人口減少とともに、近隣市町への人口流出が進んだ和歌山市では、市の中心部の衰退が一気に進んだ。行政はコンパクトシティーを打ち出し、中心市街地のにぎわいづくりに動き出した。これに呼応したのが、中心部に和歌山市駅を擁する南海電気鉄道(以下、南海電鉄:大阪市)だ。
南海電鉄と和歌山市
和歌山市駅の乗降数60年前の3分の1に
南海本線和歌山市駅は、1903年に開業し100年以上の歴史を持つ。地元では「市駅」の愛称で親しまれてきた。その乗降客数も、60年代の1日約5万人以上をピークに、近年は3分の1程度にまで減少していた。
和歌山市では、郊外のロードサイドで大型商業施設の開設が相次いだ。
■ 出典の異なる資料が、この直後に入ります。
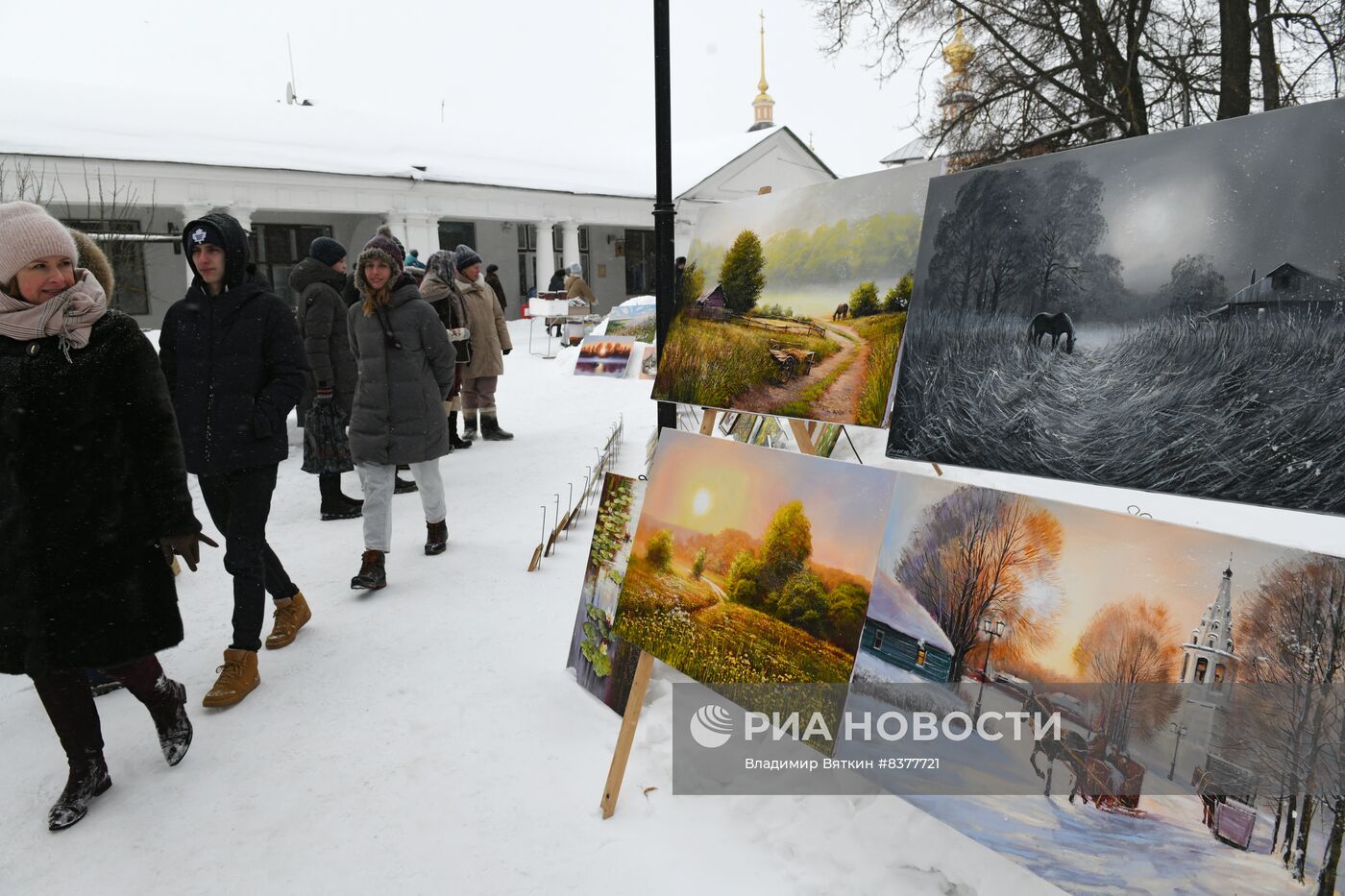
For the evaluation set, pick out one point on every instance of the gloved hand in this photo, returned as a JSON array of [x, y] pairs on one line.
[[187, 546]]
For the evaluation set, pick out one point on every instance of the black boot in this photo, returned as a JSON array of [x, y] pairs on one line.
[[491, 426], [372, 572], [404, 486], [452, 432], [170, 714], [436, 537], [87, 778], [335, 505]]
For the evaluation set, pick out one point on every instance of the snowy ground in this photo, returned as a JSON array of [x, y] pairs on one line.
[[428, 739]]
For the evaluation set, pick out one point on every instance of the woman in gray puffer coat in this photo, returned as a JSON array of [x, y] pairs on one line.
[[406, 368]]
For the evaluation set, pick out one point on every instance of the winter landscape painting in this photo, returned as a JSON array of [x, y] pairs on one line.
[[1163, 314], [752, 566], [1157, 644], [602, 664], [794, 303]]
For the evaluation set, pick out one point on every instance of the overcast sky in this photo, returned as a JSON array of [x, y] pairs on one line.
[[577, 70]]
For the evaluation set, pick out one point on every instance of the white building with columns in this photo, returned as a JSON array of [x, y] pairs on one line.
[[291, 174]]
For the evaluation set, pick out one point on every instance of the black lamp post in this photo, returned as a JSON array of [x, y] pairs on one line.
[[1180, 731], [991, 630]]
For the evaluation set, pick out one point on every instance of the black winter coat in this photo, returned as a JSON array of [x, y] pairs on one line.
[[320, 314], [235, 366], [90, 476]]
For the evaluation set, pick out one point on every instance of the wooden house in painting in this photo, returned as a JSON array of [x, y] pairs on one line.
[[1287, 289], [712, 305], [903, 634]]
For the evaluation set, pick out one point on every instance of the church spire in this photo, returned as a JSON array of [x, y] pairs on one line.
[[763, 108]]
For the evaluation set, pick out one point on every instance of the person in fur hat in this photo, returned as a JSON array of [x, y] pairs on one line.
[[440, 291], [406, 370], [234, 362], [93, 498], [490, 345]]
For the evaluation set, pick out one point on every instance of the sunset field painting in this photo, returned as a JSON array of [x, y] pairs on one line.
[[752, 566]]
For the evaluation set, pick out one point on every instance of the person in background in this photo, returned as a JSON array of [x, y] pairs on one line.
[[494, 280], [440, 291], [316, 282], [234, 362], [93, 499], [405, 372], [490, 345]]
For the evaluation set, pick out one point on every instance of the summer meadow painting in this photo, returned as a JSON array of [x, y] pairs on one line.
[[1165, 314], [794, 303], [752, 566]]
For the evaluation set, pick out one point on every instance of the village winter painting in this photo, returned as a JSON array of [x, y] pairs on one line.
[[794, 303], [1197, 677], [1165, 314]]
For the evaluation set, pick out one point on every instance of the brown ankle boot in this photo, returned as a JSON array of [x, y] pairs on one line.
[[291, 615], [237, 678]]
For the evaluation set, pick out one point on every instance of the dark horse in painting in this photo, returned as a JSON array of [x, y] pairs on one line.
[[1053, 326]]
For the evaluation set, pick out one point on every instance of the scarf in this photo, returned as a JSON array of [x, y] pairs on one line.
[[69, 315]]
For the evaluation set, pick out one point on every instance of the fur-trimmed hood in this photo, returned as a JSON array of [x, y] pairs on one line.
[[93, 260]]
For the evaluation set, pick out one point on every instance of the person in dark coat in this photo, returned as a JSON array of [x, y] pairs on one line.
[[316, 282], [406, 369], [440, 291], [234, 362], [493, 278], [93, 498]]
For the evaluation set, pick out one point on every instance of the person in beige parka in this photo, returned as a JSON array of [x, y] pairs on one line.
[[490, 345]]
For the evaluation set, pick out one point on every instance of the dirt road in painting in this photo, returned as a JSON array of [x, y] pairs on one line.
[[829, 393]]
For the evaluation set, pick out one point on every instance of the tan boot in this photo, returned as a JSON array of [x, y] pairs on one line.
[[237, 678], [291, 615]]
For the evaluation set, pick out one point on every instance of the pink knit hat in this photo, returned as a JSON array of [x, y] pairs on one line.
[[29, 233]]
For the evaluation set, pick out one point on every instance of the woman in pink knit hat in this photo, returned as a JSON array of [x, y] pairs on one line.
[[93, 498]]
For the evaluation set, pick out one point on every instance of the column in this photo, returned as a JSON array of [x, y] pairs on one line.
[[190, 211], [545, 254], [571, 242]]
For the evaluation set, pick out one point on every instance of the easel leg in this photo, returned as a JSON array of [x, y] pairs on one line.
[[803, 437], [634, 704]]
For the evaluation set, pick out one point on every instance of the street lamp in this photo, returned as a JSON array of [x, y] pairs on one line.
[[1179, 731], [991, 630]]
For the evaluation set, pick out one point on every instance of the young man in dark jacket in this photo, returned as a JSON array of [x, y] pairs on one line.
[[234, 362]]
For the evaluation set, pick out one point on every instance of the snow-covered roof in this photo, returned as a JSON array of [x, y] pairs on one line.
[[917, 150], [141, 127], [893, 606]]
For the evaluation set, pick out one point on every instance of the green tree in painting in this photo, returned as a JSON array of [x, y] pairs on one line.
[[898, 298], [746, 580], [614, 516], [743, 274], [787, 545], [864, 301], [659, 552], [698, 566]]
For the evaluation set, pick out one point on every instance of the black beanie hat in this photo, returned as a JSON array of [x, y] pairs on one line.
[[326, 251], [464, 257]]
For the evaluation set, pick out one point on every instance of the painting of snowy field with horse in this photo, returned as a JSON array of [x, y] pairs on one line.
[[1165, 314], [1196, 675], [794, 303]]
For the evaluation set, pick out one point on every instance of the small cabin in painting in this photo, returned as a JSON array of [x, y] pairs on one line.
[[713, 305], [903, 634], [1288, 289]]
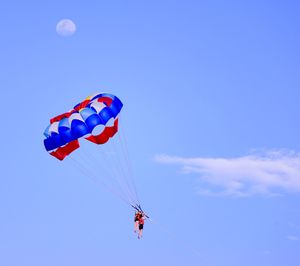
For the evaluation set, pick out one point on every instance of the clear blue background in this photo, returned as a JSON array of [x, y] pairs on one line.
[[197, 78]]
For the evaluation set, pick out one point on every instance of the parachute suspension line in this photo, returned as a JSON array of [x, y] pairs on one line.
[[86, 172], [121, 164], [130, 179], [112, 170], [124, 147]]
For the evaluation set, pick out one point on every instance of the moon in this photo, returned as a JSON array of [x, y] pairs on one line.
[[65, 27]]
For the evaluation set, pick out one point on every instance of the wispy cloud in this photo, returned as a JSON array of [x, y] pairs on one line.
[[268, 172], [293, 238]]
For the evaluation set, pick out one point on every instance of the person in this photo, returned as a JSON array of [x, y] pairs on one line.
[[141, 224], [137, 216]]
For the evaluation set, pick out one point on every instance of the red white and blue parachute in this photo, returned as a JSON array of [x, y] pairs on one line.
[[97, 111], [96, 120]]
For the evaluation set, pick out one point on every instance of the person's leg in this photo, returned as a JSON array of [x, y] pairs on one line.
[[136, 224], [140, 231]]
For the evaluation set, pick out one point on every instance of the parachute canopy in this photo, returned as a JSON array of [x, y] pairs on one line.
[[97, 111]]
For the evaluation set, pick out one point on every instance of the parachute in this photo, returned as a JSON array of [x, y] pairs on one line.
[[96, 119]]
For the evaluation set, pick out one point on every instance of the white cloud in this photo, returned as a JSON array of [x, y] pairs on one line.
[[293, 238], [268, 173]]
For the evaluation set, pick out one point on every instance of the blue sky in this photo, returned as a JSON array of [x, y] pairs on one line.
[[211, 110]]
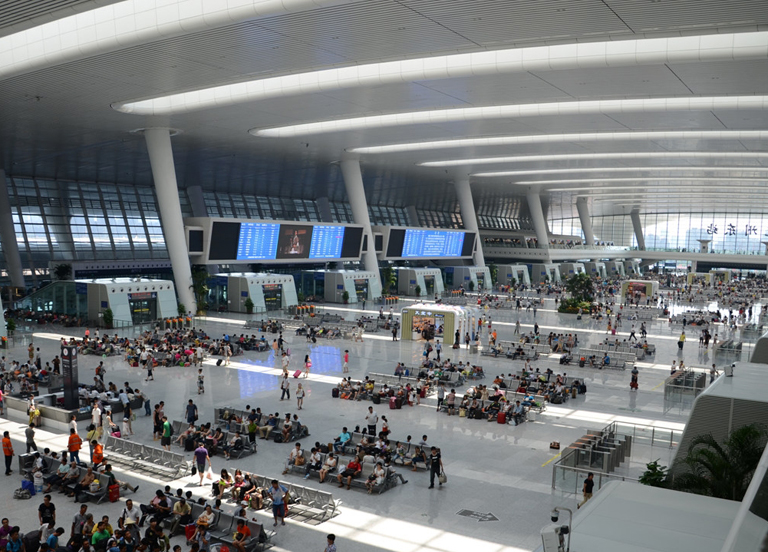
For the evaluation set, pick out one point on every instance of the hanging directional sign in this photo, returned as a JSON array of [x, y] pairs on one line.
[[479, 516]]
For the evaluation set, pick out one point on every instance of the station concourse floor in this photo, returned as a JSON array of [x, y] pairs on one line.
[[491, 468]]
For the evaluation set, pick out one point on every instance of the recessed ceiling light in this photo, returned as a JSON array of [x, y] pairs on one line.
[[556, 138], [496, 112]]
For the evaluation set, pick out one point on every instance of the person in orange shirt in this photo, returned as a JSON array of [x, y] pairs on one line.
[[98, 452], [74, 445], [7, 452]]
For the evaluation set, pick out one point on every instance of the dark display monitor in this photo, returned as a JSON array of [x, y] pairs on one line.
[[351, 247], [294, 241], [432, 244], [225, 237], [257, 241]]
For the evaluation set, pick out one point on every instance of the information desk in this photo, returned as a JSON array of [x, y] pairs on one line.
[[437, 321]]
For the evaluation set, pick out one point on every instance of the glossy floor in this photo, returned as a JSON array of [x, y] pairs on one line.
[[503, 470]]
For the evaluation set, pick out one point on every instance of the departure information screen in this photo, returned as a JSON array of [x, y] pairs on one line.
[[432, 243], [257, 241], [326, 242]]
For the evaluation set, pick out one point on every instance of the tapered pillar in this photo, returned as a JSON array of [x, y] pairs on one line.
[[586, 222], [467, 207], [539, 222], [8, 237], [638, 227], [324, 209], [167, 190], [353, 182]]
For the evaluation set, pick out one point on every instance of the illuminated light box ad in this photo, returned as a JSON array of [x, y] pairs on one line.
[[257, 241], [432, 243], [326, 242]]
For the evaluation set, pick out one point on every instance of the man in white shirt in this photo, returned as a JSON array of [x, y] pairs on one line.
[[371, 419]]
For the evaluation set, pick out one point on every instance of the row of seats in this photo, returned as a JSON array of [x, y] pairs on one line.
[[143, 458]]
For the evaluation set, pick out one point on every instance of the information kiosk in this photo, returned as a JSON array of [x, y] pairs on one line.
[[596, 269], [640, 289], [359, 284], [518, 273], [545, 272], [436, 321], [615, 268], [480, 276], [429, 280], [570, 269]]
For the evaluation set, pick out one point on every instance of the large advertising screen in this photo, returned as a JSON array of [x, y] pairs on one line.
[[294, 241], [326, 242], [257, 241], [432, 243]]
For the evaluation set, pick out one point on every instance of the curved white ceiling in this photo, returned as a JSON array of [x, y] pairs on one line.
[[129, 23], [622, 53], [570, 137], [596, 156], [496, 112]]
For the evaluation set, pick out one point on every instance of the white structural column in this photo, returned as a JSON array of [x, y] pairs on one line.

それに従って、住民の買い物先はまちなかから郊外に広がった。まちなかの人口減少が進むにつれ、中心市街地に空き地ができると、多くの場合、駐車場として運用された。その結果、にぎわいがさらに遠のいた。
南海電鉄にとっても和歌山市駅周辺の衰退を見過ごすことはできなかった。同社は、和歌山市と協議し、市の玄関口としてふさわしい駅施設と、まちなかの再生を目指すことで一致した。2015年、和歌山市と南海電鉄は、和歌山市駅活性化計画を発表し、官民連携で和歌山市駅の再開発に取り組んだ。